だが、可笑しい…席の後ろの子が急に怒鳴った。

「良いから黙れ!小松ちゃん…私は今幻覚を見ているのかな?」

その目線の先には…男の子が居た。

「まだ、解らないわ…お鍋、お鍋の確率もある…夢なんて見ちゃダメ」

お鍋なのかな…

「あの…私は、このクラスのクラス委員をしています 胸元美瑠加と言います…貴方は男性ですか? もしかして転校生の水野正平様ですか?」

「はい、俺の名前は水野正平です! 正真正銘の男です…今日から宜しくお願い致します」

本物の男の子だ。

生まれて初めて出会った…本物の男の子。

思わず涙が出ちゃう。

「「「「「「「「「「男…男の子来たぁぁぁぁぁー―――――っ」」」」」」」」」」

「たまりません、たまりませんわー-っ」

「男の子に会えるなんて、会えるなんて生きてて良かったよー――っ」

「嘘…凄く可愛いし綺麗…こんな子がこんな子がクラスメイト」

皆が騒ぎ出した。

当たり前だよ…男の子、相手がブサイクでも会えてたら奇跡なのに、目の前の男の子は…どう見ても美少年だ。

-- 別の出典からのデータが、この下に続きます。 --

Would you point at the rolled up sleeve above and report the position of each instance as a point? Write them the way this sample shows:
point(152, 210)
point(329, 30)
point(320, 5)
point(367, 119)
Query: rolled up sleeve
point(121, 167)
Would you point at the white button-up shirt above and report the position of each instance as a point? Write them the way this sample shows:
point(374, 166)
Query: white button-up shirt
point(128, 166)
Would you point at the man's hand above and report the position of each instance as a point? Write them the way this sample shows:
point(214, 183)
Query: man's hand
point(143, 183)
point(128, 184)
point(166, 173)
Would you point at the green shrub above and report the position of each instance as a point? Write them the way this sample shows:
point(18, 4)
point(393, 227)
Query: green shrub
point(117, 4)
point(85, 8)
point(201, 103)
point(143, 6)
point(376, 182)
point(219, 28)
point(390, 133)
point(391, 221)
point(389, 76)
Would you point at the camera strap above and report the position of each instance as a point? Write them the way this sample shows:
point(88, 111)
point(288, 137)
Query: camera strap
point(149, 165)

「皆さん、男の子を怖がらせたらいけません、静かにして席に着きなさい…居なくなっても良いんですか?」

確かに男の子はすぐ不登校になる…慌てて小松先生が制するように窘めた。

「「「「「「「「「「はーい」」」」」」」」」」

美少年の名前は水野正平くん…

この子はただ美少年というだけじゃなく『心まで綺麗』な人だった。

アイドルがお金を払ってようやく出来る『握手』それが無料なんだって…普通は最低50万円~なのに…

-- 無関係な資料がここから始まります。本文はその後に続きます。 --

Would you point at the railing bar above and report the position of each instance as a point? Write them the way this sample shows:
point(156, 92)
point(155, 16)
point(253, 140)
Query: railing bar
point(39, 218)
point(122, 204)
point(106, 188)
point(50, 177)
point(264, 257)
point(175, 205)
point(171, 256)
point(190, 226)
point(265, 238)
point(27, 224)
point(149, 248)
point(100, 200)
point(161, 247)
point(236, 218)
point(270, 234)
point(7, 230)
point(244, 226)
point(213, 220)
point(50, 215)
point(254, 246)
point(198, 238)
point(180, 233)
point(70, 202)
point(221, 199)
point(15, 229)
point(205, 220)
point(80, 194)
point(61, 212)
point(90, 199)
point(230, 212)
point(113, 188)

しかも握手をした後は、メッセージカードのついたお菓子までくれた。

凄いよね…男性に会えたのも奇跡なのに、その男性が若くて優しい。

こんなの…まるで夢だよ。

正平くんは天使なのかな?

本当にそうとしか思えない。

正平くんが居るからかこのクラスはFから暫定でAクラスになった。

成績が悪くなるとこのクラスから他のクラスに移されるそうだ。

私もクラスの皆も死ぬ気で勉強し始めた。

こんな奇跡二度と起きない。

性格が悪くても、お爺ちゃんでも男性に関われるならラッキー。

なのに…同い年の美少年…絶対にない。

他のクラスにばれないように…そして何がなんでもこのクラスから移動させられないように死ぬ気で頑張るしかない。

◆◆◆

次の日正平くんは来なかった。

もう来ないのかな…そう思っていたら…朝正平くんが居た。

「今日はフリーハグをしようと思って」

「フリーハグって何ですか?」

驚いた顔で正平くんは見ているけど…意味なら知っているよ。

だが、多分私が知っている意味じゃない気がする。

「それなら、美瑠加ちゃん、やってみない?」

「あの…なにかしてくれるの?」

男の子が何かしてくれる…嬉しいな。

「ふん…ほら」

正平くんが大きく手を広げてきた。

「あの…正平くん、何すれば良いの?」

正平くんが優しく甘い声で言ってきた。

「目を瞑って…」

「はい…」

「それじゃハグしますね?」

「ええっー――っ」

本当のハグだ…まさか本当に抱きしめられるとは思わなかった。

「あああっあのあの…正平くん」

私も抱きしめて良いんだよね。

あっ凄い幸せ…だけどすぐに正平くんは離れてしまった。

「あっ、あっ正平くん…その」

「はい、おしまいっと」

楽しい時間は直ぐに終わっちゃった。

後ろには小松先生を始め…クラスメイトが並んでいた。


ハァ~死ぬ程勉強しないと…学校中に知れ渡ってしまったから…

死ぬ気で皆が勉強し始めた…今、この学校の偏差値は68…

此処迄上がってしまったの。

このクラスにしがみつく為に12時間の勉強は必要ね。